Ago Künnap (born 23 July 1941) is an Estonian linguist and Uralist, whose work has focused especially on Samoyedic languages (including Kamassian) and Uralic historical morphology. He has been affiliated with the University of Tartu, where he became a professor and later emeritus professor.

== Early life and education ==
Künnap was born in Tallinn and completed his schooling there. He enrolled at the University of Tartu in 1959 in Estonian philology and Finno-Ugric linguistics and graduated in 1965. His early training is associated in particular with the linguist Paul Ariste.

He defended candidate-level work in philology in 1969, and received a doctoral degree from the University of Helsinki in 1971. His early major monographs were published in the Mémoires de la Société Finno-Ougrienne series and dealt with the origin and system of Kamassian inflectional suffixes.

== Academic career ==
Künnap has worked at the University of Tartu since the late 1960s, progressing from teaching roles to a professorship; he also served as dean of the university's humanities faculty during the Soviet period. A historical overview of Uralic-language teaching at the University of Tartu also discusses his role in the department's later development.

He also held posts abroad (including in Finland) and was associated with Estonian language lecturing in Oulu and Helsinki during the period described in biographical sketches.

== Research ==
Biographical reviews describe Künnap's early participation in Siberian field expeditions and connect this to later work on Samoyedic languages; accounts in Uralic studies also associate him with renewed attention to Kamassian materials and the documentation tradition around the language's last speakers. His early book-length studies focused on Kamassian nominal and verbal morphology, later expanding to comparative Uralic morphosyntax and broader historical questions in Uralic linguistics.

== Public debates ==
In the late 1990s and early 2000s, Künnap was also publicly associated with unconventional or “revolutionary” claims about Uralic prehistory and language diversification; later biographical commentary notes that he did not continue to foreground these positions in the same way in subsequent years.

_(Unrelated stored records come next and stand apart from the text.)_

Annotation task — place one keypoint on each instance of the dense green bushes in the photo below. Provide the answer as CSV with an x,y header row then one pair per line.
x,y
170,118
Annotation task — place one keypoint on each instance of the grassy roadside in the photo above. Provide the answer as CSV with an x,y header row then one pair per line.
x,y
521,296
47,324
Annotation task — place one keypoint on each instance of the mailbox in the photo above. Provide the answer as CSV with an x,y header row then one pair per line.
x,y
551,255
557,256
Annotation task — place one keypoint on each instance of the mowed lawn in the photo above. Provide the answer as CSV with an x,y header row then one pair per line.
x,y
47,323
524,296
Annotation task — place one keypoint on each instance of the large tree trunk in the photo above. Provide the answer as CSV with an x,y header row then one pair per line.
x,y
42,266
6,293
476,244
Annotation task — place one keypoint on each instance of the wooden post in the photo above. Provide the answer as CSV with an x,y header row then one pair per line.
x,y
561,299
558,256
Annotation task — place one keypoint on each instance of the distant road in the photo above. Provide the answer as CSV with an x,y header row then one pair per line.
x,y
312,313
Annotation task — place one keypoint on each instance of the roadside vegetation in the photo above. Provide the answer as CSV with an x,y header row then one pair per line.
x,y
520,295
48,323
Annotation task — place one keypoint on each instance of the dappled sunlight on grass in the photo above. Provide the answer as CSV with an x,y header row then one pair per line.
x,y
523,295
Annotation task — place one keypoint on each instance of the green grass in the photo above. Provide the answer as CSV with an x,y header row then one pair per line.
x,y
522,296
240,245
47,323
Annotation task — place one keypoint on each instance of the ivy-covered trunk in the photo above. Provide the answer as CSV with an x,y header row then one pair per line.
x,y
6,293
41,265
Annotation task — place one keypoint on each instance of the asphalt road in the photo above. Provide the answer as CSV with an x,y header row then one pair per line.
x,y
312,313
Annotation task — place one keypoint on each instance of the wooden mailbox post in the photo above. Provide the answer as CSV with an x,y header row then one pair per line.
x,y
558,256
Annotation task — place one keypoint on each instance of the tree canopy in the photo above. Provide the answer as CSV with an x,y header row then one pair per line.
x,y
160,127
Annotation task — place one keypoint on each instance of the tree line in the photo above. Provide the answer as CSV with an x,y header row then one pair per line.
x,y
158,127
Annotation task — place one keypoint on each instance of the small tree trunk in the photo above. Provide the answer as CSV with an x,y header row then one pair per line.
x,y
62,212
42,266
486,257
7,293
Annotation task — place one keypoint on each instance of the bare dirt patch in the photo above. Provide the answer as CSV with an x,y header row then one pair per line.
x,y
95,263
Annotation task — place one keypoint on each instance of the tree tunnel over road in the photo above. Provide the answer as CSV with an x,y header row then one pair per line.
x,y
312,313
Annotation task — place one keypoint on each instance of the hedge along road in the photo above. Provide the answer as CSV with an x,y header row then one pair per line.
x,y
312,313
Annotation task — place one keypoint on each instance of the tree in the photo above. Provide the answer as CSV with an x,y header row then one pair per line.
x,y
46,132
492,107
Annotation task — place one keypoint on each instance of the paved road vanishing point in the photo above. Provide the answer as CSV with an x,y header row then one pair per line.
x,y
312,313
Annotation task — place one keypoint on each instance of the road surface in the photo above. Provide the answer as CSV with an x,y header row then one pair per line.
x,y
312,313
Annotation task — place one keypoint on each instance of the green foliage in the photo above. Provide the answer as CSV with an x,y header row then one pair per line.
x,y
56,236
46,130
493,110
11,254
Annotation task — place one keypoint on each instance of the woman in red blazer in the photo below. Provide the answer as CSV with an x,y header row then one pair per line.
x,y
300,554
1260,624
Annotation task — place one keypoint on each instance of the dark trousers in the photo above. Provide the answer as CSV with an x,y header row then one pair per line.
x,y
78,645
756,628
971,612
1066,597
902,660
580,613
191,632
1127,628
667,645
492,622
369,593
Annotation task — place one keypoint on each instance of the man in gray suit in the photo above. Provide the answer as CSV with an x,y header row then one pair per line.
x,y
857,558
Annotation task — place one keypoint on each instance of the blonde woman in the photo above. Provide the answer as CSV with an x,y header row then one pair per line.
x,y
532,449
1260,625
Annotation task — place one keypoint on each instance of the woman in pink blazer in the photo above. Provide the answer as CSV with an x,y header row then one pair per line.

== Service and public roles ==
Künnap served as an honorary consul for Hungary in Estonia from 1994 to 2005, a role mentioned both in academic biographical sketches and in Estonian diplomatic-history materials. He is also listed in diplomatic/consular directories as Hungary's honorary consul with regional jurisdiction in southern Estonia.

== Honours ==
Künnap received the Order of the White Star (5th Class) in 2001. In 2006 he received the University of Tartu's Grand Medal.

== Selected works ==
- System und Ursprung der kamassischen Flexionssuffixe I. Numeruszeichen und Nominalflexion (Helsinki, 1971).
- System und Ursprung der kamassischen Flexionssuffixe II. Verbalflexion und Verbalnomina (Helsinki, 1978).
- Breakthrough in Present-Day Uralistics (Tartu, 1998).
- Contact-induced Perspectives in Uralic Linguistics (LINCOM, 2000).
- Eesti keele päritolu (Eesti Keele Sihtasutus, 2013).

== Personal life ==
Biographical databases identify Künnap as the father of the artist and poet Asko Künnap and the architect Uko Künnap.